Machine Learning (ii)--k-mean Clustering (K-means) algorithm

Source: Internet
Author: User

Recently in the "machine learning Combat" This book, because I really want to learn more about machine learning algorithms, and want to learn python, in the recommendation of a friend chose this book to learn, before writing this article to FCM have a certain understanding, so the K mean algorithm has a nameless intimacy, Today, I'm working with you to learn K-means clustering algorithm.

An overview of K-means clustering (K-means)

1. Clustering

A "class" refers to a collection that has similarities. Clustering refers to dividing the data set into classes so that the data within the class is the most similar and the data similarity between the categories is as large as possible. Cluster analysis is based on the similarity, the data set of clustering classification, belongs to unsupervised learning.

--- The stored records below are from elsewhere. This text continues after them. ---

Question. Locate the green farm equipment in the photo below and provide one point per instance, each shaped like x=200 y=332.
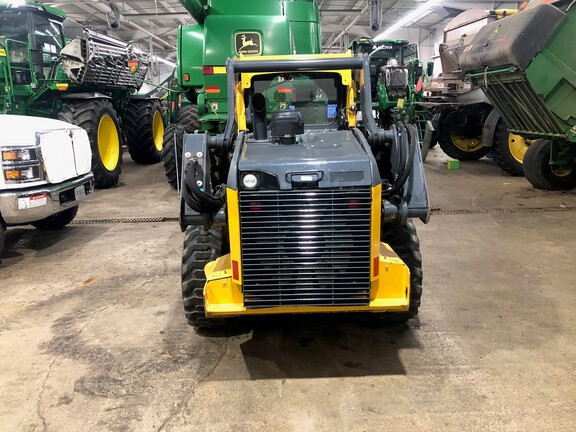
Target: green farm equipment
x=526 y=65
x=228 y=29
x=396 y=76
x=51 y=67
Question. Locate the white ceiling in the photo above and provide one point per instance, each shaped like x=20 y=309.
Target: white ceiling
x=156 y=21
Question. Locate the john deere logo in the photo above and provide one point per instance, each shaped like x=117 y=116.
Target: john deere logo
x=248 y=43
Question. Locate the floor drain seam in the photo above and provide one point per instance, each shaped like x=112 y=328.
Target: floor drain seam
x=440 y=212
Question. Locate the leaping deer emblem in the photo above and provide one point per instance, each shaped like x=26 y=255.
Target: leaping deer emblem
x=247 y=42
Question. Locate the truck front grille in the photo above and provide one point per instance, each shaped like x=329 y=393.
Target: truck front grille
x=306 y=247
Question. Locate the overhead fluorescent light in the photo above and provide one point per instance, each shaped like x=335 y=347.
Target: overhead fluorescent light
x=419 y=13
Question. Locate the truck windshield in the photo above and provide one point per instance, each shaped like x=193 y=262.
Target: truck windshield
x=314 y=95
x=13 y=25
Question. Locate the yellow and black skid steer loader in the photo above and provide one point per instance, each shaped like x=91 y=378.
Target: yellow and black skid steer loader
x=298 y=207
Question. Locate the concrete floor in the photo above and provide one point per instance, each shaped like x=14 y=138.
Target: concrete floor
x=93 y=338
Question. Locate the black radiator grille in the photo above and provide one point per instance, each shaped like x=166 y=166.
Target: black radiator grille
x=523 y=109
x=306 y=247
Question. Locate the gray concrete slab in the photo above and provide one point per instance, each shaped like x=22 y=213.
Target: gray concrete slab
x=93 y=338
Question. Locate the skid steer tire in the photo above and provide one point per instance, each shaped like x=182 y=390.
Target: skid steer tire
x=2 y=239
x=403 y=239
x=188 y=117
x=509 y=150
x=102 y=124
x=58 y=220
x=541 y=174
x=144 y=128
x=172 y=153
x=200 y=247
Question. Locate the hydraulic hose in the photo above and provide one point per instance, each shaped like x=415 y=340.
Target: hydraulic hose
x=408 y=136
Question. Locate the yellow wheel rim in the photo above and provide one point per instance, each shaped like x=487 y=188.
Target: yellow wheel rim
x=158 y=130
x=466 y=144
x=108 y=143
x=518 y=146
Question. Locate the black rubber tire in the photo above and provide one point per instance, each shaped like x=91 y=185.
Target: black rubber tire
x=58 y=220
x=188 y=117
x=143 y=130
x=451 y=125
x=502 y=153
x=403 y=239
x=540 y=173
x=200 y=247
x=172 y=153
x=88 y=115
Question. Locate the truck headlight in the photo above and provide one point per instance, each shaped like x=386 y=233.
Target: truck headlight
x=18 y=174
x=19 y=155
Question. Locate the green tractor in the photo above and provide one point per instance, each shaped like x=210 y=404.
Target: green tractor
x=227 y=29
x=526 y=65
x=52 y=67
x=396 y=76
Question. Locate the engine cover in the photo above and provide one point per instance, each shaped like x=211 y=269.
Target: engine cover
x=318 y=159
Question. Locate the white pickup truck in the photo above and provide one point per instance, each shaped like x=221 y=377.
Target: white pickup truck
x=44 y=172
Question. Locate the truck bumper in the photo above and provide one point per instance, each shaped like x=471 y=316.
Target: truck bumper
x=22 y=206
x=389 y=292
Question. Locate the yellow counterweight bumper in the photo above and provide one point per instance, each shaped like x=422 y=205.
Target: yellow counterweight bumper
x=389 y=292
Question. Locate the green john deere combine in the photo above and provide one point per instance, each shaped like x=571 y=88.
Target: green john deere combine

2. Unsupervised learning and supervised learning

The KNN was verified in the previous article, different from KNN, K-means clustering belongs to unsupervised learning. So what is the difference between supervised learning and unsupervised learning? Supervised learning knows what to learn from the object (data), while unsupervised learning does not need to know the target to be searched, it is a common feature of data based on the algorithm. For example, classification and clustering, classification in advance to know the categories to be obtained, and clustering is not the same, but based on the similarity, the object is divided into different clusters.

3. K-means

K-means algorithm is a simple iterative clustering algorithm, using distance as the similarity index, from the K classes in a given dataset are found, and the center of each class is based on the mean value of all the values in the class, each of which is described by a cluster center. for a given data set containing n d data points x and the category K to be divided, the Euclidean distance is chosen as the similarity index, and the clustering goal is to minimize the sum of the squares of the clusters:

Combining the least squares and Lagrange principles, the Clustering center is the average of the data points in the corresponding category, and in order to make the algorithm converge, the final clustering center should be kept as constant as possible in the iterative process.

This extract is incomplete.